Re^9: Standard handles inherited from a utf-8 enabled shellby repellent (Priest)
|on Mar 22, 2012 at 09:59 UTC||Need Help??|
You mentioned (emphasis mine):
I agree with this, but I believe we have different assumptions on what is meant by interpretation. Look, I need a way to refer to that number, because that is fundamental. I call that number a "character". The value of that number is what I call the "codepoint value". Bear with me: forget "Unicode" for now, and grant me the use of those words. At any time, you may s/character|codepoint/_that_number_/gi.
Before that sentence, you mentioned:
Well, that number is 255 == ord(pack 'B8', '11111111'). Saying it's a (single) byte means you've established the number of bits for it is 8. That, to me, is giving the number an interpretation(*). This observation is very important when it comes to the subject of encoding, especially when we're to print that character (i.e. that number).
If you want to print a string, you should avoid any preconceived notion of how many bits the string "has" prior to deciding which encoding to use. I find thinking in terms of characters (i.e. those numbers) and what their codepoint values (i.e. the number values) are, helps tremendously in my handling of strings up to the point where they are encoded using print. That is my thought process, and the message I was trying to deliver.
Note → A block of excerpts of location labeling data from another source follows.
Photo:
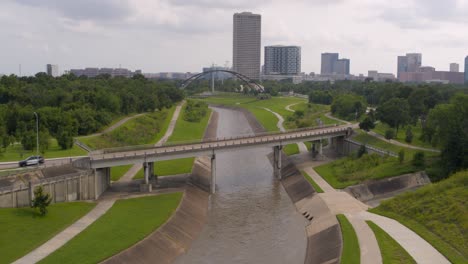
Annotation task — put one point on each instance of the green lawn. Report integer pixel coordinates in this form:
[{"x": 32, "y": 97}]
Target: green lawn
[
  {"x": 391, "y": 251},
  {"x": 351, "y": 252},
  {"x": 126, "y": 223},
  {"x": 16, "y": 152},
  {"x": 119, "y": 171},
  {"x": 349, "y": 171},
  {"x": 438, "y": 213},
  {"x": 380, "y": 128},
  {"x": 291, "y": 149},
  {"x": 312, "y": 182},
  {"x": 23, "y": 230}
]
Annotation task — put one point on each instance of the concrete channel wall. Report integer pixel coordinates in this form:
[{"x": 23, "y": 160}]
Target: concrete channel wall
[{"x": 83, "y": 185}]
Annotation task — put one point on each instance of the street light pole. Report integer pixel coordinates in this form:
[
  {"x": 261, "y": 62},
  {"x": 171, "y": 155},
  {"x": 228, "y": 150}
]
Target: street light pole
[{"x": 37, "y": 135}]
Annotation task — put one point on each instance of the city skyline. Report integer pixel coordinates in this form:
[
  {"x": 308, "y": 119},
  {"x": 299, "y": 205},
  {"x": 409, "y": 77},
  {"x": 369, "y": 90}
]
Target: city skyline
[{"x": 151, "y": 35}]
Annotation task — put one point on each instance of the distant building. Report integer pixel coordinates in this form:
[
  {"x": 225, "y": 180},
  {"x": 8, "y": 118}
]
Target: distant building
[
  {"x": 52, "y": 70},
  {"x": 113, "y": 72},
  {"x": 341, "y": 66},
  {"x": 466, "y": 70},
  {"x": 381, "y": 77},
  {"x": 408, "y": 63},
  {"x": 247, "y": 44},
  {"x": 282, "y": 60},
  {"x": 454, "y": 67},
  {"x": 328, "y": 62}
]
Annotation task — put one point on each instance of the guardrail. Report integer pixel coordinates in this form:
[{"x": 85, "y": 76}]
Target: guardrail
[{"x": 207, "y": 141}]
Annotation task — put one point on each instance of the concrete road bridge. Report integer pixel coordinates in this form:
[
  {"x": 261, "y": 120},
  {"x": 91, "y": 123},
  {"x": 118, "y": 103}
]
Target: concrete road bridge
[{"x": 102, "y": 160}]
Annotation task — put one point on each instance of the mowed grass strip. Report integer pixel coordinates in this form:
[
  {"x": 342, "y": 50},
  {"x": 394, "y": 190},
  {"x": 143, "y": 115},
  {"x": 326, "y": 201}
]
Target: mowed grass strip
[
  {"x": 351, "y": 253},
  {"x": 23, "y": 229},
  {"x": 126, "y": 223},
  {"x": 312, "y": 182},
  {"x": 391, "y": 251},
  {"x": 437, "y": 212}
]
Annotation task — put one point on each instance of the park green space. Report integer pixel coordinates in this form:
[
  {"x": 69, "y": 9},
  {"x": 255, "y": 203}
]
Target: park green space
[
  {"x": 23, "y": 229},
  {"x": 145, "y": 129},
  {"x": 380, "y": 129},
  {"x": 15, "y": 152},
  {"x": 312, "y": 182},
  {"x": 437, "y": 212},
  {"x": 391, "y": 251},
  {"x": 350, "y": 253},
  {"x": 351, "y": 170},
  {"x": 127, "y": 222}
]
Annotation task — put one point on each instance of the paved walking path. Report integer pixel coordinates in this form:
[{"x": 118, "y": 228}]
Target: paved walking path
[
  {"x": 302, "y": 147},
  {"x": 66, "y": 235},
  {"x": 395, "y": 142},
  {"x": 128, "y": 176},
  {"x": 340, "y": 202}
]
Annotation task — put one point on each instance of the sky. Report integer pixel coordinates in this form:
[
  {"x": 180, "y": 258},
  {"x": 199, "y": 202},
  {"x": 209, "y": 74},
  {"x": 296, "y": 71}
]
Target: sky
[{"x": 186, "y": 35}]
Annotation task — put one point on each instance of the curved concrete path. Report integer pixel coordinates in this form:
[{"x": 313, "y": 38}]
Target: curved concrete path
[
  {"x": 128, "y": 176},
  {"x": 302, "y": 147},
  {"x": 68, "y": 233},
  {"x": 342, "y": 203}
]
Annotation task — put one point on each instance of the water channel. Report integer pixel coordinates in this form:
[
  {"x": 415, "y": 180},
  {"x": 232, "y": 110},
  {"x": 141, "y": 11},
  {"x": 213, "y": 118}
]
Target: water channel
[{"x": 251, "y": 218}]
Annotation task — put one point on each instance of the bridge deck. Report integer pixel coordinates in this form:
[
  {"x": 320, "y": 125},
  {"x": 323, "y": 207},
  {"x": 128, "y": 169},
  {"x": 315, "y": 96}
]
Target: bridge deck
[{"x": 132, "y": 155}]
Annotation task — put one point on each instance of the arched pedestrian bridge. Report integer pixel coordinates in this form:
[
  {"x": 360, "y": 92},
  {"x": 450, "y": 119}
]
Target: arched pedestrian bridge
[{"x": 103, "y": 160}]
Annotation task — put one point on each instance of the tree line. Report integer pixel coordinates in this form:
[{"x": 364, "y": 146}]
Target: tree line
[{"x": 70, "y": 106}]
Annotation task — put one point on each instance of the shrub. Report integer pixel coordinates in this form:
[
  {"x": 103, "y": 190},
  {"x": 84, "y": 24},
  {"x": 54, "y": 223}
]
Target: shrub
[
  {"x": 390, "y": 134},
  {"x": 418, "y": 159}
]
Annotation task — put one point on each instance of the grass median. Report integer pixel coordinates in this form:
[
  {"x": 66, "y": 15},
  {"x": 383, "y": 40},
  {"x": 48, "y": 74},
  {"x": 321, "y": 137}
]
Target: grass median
[
  {"x": 23, "y": 229},
  {"x": 126, "y": 223},
  {"x": 391, "y": 251},
  {"x": 437, "y": 212},
  {"x": 351, "y": 253}
]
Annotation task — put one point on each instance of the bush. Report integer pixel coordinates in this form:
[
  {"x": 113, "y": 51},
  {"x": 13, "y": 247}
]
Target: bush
[
  {"x": 390, "y": 134},
  {"x": 419, "y": 159}
]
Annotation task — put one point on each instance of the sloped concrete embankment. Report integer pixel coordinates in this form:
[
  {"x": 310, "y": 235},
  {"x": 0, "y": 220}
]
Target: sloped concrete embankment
[
  {"x": 324, "y": 241},
  {"x": 374, "y": 191},
  {"x": 174, "y": 237}
]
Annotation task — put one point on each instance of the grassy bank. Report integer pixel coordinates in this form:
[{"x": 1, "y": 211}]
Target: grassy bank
[
  {"x": 23, "y": 229},
  {"x": 312, "y": 182},
  {"x": 390, "y": 250},
  {"x": 126, "y": 223},
  {"x": 437, "y": 212},
  {"x": 351, "y": 253},
  {"x": 348, "y": 171},
  {"x": 16, "y": 152}
]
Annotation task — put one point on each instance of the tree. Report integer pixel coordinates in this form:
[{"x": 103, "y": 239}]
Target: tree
[
  {"x": 409, "y": 135},
  {"x": 367, "y": 124},
  {"x": 394, "y": 112},
  {"x": 41, "y": 200}
]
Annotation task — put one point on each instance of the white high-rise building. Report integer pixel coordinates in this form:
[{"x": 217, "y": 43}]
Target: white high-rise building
[
  {"x": 247, "y": 44},
  {"x": 52, "y": 70}
]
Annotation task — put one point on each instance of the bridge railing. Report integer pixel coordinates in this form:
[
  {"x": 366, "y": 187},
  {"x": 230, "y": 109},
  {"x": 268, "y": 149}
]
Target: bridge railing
[{"x": 212, "y": 140}]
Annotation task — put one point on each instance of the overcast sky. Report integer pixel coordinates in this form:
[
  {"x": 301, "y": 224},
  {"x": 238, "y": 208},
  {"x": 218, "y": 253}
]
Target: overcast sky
[{"x": 185, "y": 35}]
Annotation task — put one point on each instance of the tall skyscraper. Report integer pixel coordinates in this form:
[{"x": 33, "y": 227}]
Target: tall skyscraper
[
  {"x": 246, "y": 44},
  {"x": 409, "y": 63},
  {"x": 454, "y": 67},
  {"x": 284, "y": 60},
  {"x": 466, "y": 70},
  {"x": 341, "y": 66},
  {"x": 52, "y": 70},
  {"x": 328, "y": 62}
]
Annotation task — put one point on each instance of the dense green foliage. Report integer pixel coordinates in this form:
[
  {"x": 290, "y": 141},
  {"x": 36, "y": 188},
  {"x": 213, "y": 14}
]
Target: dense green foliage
[
  {"x": 127, "y": 222},
  {"x": 351, "y": 253},
  {"x": 437, "y": 212},
  {"x": 23, "y": 229},
  {"x": 68, "y": 106},
  {"x": 391, "y": 251}
]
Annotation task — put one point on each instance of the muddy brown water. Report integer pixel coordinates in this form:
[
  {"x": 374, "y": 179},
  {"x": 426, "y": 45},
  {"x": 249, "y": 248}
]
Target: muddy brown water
[{"x": 251, "y": 219}]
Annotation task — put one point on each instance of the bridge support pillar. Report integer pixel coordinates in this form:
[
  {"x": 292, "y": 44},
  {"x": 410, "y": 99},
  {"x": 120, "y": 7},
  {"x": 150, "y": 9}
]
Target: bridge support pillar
[{"x": 277, "y": 161}]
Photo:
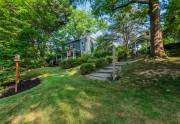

(*) I am aware of the details of how perl stores that number in memory, but not as well versed as you. I would like to reiterate that this discussion is about print and encoding, and that the ordinal of the character is what matters here.
And that's the thing: the concept of encoding alone does not make sense without the concept of characters (what we're encoding). And those characters can only exist within the process (e.g. numbers in Perl's "string"). Our computer "systems" (e.g. web browser, text editor, terminal, program, etc.) do this decode-incoming-octets-then-output-octets-already-encoded dance between each other to handoff characters.
When Perl warns you about "Wide character in print", what it's really saying is: Please be explicit about the encoding so that I can tell the next "system" about my characters accurately, using only octets.